Schnell lief es weiter. Als es dämmerig wurde, verkroch es sich in ein Haus und versteckte sich im Zimmer in der dunklen Ecke hinter dem Kleiderschranke. Im Zimmer war es still. Eine Frau nähte und seufzte dabei und ein Mann las stirnrunzelnd in einem Buche. Zwei Kinder stießen und pufften sich heimlich mit den Füßen, daß die Eltern es nicht sahen. Und Geistchen fror viel, viel mehr als es je auf seinem Berge gefroren hatte. Wohl entdeckte es, daß die Leute Feuer hatten, aber es war gar nicht lustig.

Es war eingesperrt in einen großen steinernen Kasten und streckte nur hin und wieder ein dünnes, rotes Fingerlein durch die schwarze Gittertüre.

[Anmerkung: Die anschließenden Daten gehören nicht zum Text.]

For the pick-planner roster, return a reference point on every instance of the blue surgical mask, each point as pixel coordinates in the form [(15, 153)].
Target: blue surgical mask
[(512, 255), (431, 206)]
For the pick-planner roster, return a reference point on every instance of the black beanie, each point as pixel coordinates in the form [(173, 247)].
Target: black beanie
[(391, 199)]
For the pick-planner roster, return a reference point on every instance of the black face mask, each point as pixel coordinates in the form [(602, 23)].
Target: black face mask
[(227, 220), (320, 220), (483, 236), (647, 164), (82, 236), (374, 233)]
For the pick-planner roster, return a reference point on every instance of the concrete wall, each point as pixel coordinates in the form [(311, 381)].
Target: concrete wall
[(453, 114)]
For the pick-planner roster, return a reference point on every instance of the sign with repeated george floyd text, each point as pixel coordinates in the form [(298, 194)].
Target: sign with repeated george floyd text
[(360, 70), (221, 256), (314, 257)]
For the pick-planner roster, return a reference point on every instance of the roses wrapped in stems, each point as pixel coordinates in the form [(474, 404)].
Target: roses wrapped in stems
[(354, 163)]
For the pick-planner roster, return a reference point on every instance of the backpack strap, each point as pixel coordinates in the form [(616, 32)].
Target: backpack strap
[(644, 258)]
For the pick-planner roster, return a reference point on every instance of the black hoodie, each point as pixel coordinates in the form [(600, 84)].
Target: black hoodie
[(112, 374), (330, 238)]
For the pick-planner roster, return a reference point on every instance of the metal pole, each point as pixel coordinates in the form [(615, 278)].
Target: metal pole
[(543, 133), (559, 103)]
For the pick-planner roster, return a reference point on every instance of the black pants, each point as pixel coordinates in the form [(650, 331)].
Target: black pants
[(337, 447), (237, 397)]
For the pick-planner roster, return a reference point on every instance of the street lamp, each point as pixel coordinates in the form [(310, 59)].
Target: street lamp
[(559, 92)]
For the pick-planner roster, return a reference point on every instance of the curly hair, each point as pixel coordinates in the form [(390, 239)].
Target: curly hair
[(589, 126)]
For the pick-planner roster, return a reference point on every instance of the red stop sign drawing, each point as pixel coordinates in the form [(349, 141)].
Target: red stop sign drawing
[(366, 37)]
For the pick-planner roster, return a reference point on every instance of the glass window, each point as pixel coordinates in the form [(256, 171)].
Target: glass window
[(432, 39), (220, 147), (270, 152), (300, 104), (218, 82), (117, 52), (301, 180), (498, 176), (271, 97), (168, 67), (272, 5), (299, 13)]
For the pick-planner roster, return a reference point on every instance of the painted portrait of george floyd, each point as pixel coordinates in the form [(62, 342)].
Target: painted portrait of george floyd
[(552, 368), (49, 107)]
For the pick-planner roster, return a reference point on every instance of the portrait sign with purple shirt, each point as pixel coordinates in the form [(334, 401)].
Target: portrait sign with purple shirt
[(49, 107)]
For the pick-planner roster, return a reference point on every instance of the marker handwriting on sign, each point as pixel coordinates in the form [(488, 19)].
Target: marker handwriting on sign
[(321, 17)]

Und die Menschen froren wohl auch, denn sie sahen so griesgrämig aus und gaben sich gegenseitig kein gutes Wort. »Das sind doch nicht dieselben Menschen, die bei uns oben waren!« flüsterte Geistchen in seiner Ecke und schüttelte den Kopf. Dann hockte es sich auf den Boden, aß einen Apfel, den es im Sack hatte, und schlief ein. Am Morgen schlüpfte es unbemerkt aus dem Hause und ging weiter auf die Suche nach seinen Menschen, den frohen, glücklichen. Er fand sie nicht. Daß sie zu ihm nicht freundlich waren, kam wohl daher, daß sie ihn nicht kannten. Aber, warum waren sie untereinander so fremd und kalt? Woher kam das nur? Daß sie sich bei jedem Wort so erstaunt ansahen, als verständen sie sich nicht. Woher kam das nur? Das mußte es erfahren. Es versuchte nun, sich selber den Menschen zu nähern. Leise schlich es sich an ein junges, schönes Mädchen heran, ganz, ganz dicht – und prallte zurück. An etwas Festes, ganz Durchsichtiges rührte seine Hand – von dem Mädchen spürte es nichts. Ebenso erging es ihm bei den jungen Burschen, den Kindern und Frauen. Es war da etwas, das man nicht sah um jeden Menschen herum, das man nur fühlte und das es unmöglich machte, sich ihm richtig, herzlich zu nähern.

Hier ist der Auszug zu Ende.